It begins as every fairy tale should: with the words “Once upon a time …” written ornately on the physical pages of a book. This now-famous method of introduction would be used on many of Walt Disney’s animated features, and it’s here that it features most prominently, especially as the majority of the setup is read, not witnessed. Adapted from Grimms’ Fairy Tales (confusingly putting the apostrophe in an uncommon spot), the plot follows Princess Snow White, whose beauty may some day surpass that of her vain stepmother, the new queen. And so the evil woman dresses the girl in rags and forces her to work as a scullery maid. But it’s not enough to conceal the young princess’ loveliness, especially from the queen’s magic mirror, which can always pinpoint the fairest maiden in the land.

Although Snow White doesn’t look quite as realistic (or mature) as the following Disney princesses (both Cinderella and Aurora were moderate improvements before the astounding work of Ariel and Belle), her movements are still convincing, and her voice and singing are spectacular (provided by Adriana Caselotti).
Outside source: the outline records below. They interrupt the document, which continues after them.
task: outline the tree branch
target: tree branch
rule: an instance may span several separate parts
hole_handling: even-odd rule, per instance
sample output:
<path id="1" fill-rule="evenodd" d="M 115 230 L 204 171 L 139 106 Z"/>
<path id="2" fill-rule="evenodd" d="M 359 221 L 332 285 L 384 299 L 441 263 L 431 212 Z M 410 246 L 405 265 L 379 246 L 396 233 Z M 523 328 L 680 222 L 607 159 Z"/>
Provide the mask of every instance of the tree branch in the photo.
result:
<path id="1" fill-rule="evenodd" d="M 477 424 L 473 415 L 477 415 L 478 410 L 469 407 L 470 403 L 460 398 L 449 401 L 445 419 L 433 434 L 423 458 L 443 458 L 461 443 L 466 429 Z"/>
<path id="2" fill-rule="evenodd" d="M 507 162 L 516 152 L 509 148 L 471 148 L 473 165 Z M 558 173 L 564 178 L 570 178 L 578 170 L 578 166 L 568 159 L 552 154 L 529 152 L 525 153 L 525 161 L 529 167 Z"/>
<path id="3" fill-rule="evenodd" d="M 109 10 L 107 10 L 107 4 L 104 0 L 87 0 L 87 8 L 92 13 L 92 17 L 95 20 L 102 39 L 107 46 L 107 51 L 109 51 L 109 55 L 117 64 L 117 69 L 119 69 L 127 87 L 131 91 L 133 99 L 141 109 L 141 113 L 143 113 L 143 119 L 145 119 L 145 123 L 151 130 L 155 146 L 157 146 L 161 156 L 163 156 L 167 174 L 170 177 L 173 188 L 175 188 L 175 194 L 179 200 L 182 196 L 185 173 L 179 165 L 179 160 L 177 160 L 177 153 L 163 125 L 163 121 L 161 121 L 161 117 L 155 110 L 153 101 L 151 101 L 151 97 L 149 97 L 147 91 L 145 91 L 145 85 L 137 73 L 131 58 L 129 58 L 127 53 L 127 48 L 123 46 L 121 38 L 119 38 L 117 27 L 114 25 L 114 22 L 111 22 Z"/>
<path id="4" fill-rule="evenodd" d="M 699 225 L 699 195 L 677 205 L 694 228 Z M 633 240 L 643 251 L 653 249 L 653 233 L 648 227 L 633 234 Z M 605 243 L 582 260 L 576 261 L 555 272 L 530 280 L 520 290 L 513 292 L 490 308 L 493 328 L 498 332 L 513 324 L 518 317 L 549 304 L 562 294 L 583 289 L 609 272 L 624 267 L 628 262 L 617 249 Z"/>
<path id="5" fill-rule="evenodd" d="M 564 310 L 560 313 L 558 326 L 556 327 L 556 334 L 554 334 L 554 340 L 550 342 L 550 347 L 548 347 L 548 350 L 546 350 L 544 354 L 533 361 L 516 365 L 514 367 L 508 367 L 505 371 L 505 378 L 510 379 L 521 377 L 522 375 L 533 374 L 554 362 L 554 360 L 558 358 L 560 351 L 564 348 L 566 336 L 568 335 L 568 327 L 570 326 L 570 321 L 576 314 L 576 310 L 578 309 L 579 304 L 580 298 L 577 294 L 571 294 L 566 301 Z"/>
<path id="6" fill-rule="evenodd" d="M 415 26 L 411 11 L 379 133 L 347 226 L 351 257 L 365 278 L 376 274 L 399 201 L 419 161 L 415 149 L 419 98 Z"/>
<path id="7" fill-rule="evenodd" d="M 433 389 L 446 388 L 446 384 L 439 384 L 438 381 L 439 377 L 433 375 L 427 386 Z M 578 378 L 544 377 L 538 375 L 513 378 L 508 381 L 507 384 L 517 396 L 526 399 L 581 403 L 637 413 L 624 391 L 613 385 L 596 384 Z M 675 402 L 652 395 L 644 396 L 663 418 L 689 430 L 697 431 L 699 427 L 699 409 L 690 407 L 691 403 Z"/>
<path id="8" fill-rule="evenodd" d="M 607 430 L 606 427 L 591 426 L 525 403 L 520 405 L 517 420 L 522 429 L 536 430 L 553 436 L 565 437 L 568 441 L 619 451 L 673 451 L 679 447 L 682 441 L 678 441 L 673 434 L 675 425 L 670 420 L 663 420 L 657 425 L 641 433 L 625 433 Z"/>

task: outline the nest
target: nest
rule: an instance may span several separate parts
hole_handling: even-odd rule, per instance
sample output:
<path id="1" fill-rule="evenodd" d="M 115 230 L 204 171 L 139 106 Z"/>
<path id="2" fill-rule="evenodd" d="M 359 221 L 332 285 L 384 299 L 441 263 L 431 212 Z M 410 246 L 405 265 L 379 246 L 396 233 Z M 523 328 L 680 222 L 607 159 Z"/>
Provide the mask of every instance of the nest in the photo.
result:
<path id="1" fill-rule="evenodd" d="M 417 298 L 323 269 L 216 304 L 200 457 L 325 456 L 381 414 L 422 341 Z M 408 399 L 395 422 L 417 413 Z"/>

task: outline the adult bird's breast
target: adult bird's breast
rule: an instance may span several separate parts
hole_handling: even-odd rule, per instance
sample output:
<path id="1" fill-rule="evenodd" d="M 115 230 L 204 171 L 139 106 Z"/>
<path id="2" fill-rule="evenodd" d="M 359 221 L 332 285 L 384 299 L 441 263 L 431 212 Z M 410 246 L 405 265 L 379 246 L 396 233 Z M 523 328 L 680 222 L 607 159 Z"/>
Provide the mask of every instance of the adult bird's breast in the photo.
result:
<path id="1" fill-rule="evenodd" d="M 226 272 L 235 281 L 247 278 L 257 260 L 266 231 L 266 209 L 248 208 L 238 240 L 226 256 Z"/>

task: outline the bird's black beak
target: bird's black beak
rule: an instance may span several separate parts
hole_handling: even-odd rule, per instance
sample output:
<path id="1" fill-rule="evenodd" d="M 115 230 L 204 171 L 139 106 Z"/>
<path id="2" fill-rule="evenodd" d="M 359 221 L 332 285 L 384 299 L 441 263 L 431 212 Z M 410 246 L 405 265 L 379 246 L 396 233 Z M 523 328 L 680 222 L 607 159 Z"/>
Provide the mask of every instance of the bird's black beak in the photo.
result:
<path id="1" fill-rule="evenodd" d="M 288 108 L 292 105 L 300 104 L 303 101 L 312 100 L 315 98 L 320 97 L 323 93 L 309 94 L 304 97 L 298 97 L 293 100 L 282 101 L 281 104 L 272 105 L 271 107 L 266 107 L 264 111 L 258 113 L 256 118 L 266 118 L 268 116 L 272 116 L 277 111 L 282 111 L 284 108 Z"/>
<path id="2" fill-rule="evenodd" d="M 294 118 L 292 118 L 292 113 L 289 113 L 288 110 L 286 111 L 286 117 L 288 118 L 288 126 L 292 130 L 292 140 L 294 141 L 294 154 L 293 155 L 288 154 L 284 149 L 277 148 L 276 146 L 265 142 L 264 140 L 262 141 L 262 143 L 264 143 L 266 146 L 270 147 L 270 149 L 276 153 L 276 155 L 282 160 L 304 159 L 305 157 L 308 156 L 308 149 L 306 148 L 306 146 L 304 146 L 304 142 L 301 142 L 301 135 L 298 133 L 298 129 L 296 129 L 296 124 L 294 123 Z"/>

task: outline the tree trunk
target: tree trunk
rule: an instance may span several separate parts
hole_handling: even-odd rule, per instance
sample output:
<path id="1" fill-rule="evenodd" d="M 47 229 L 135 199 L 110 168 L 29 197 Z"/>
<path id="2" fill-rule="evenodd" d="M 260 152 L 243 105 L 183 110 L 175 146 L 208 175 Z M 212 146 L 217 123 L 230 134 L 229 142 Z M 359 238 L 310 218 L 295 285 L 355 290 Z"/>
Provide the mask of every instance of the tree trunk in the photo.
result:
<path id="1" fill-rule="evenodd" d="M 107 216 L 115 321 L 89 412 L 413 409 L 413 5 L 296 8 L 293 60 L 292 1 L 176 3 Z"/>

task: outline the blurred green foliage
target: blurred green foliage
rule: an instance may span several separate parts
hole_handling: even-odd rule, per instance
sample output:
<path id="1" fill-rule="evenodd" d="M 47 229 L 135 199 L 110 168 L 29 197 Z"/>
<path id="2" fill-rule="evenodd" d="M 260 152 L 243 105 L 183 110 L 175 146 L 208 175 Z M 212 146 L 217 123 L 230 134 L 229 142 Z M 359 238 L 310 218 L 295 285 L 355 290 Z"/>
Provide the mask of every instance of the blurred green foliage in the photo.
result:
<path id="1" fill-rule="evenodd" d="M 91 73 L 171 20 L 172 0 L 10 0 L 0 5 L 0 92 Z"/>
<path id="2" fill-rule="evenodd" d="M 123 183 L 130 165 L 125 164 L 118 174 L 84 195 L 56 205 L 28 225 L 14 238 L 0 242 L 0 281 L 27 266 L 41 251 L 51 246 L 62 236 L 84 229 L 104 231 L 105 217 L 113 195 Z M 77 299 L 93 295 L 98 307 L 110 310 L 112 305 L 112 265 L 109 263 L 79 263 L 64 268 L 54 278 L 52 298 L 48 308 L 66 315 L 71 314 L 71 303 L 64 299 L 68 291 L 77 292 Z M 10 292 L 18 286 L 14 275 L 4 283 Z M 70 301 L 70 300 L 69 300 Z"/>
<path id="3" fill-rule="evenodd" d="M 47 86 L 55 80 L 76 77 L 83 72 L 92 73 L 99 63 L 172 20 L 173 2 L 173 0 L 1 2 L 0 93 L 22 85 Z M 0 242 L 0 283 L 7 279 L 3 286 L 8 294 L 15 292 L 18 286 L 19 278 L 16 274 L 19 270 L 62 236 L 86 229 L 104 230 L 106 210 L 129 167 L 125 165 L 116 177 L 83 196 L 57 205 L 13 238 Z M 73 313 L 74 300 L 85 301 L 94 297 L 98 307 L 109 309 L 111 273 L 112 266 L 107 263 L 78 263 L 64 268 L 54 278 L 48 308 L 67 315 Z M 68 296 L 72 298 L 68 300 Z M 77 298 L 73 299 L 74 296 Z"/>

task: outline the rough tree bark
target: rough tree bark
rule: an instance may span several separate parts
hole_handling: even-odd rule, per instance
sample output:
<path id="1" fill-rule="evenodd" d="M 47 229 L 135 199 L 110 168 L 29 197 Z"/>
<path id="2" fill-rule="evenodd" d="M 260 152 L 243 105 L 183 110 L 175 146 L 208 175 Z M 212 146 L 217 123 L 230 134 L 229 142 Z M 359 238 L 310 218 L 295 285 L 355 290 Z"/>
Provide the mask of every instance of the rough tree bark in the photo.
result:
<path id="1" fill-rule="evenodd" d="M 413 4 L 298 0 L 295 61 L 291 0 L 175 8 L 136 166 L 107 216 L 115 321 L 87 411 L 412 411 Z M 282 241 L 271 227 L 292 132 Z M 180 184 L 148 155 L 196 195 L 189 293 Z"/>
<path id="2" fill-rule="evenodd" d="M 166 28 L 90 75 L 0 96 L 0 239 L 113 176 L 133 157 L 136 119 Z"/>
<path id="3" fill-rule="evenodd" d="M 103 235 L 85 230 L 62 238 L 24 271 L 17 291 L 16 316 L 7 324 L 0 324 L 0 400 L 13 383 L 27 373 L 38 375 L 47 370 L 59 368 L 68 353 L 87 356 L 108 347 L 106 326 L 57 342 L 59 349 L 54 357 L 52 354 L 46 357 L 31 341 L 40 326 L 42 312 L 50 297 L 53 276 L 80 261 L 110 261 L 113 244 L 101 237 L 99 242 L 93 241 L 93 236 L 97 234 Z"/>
The musical components, which were embellished for the sake of marketing the film as a family-friendly product, are always at the forefront. In general, the instrumental notes are stronger than the lyrics, except when it comes to whistling while working, and when the dwarfs get their quirky work chant on the way home from the mine, which became two of the most recognizable songs from the movie (and in pop culture forever after). However, neither one has more than a couple of lines of lyrics. The best is instead the theme music (“Some Day My Prince Will Come”), which resurfaces from time to time in the background, and can’t help but to be sensationally moving.

As is traditional with stories by the Brothers Grimm, there is an abundance of antagonists, as well as some scary scenarios – particularly as the queen insists upon cutting out her stepdaughter’s heart as proof of death; when the huntsman slowly raises his dagger to accomplish that deed; and when the young girl is terrorized by imagined forest monstrosities. But Snow White’s singing always comes to the rescue. Further visual frights await, headlined by the queen’s transformation into the wicked witch (perhaps as shocking in 1937 as the transformation was in “An American Werewolf in London” for audiences of 1981). But the film also includes a few lessons for kids (such as tidying up and properly washing before dinner), plenty of comedy routines (including verbal humor [primarily from sputtering leader Doc and the distrustful Grumpy – “All females are poison!”], slapstick, and exaggerated movements by the dwarfs), a magic spell (and a traditional antidote), and an exhilarating finale. The film may not possess the emotional impact of Disney’s later animated classics, but it’s nevertheless a fascinating historical milestone in animation, and a powerful story of good and evil and the rousing, classical triumph of love.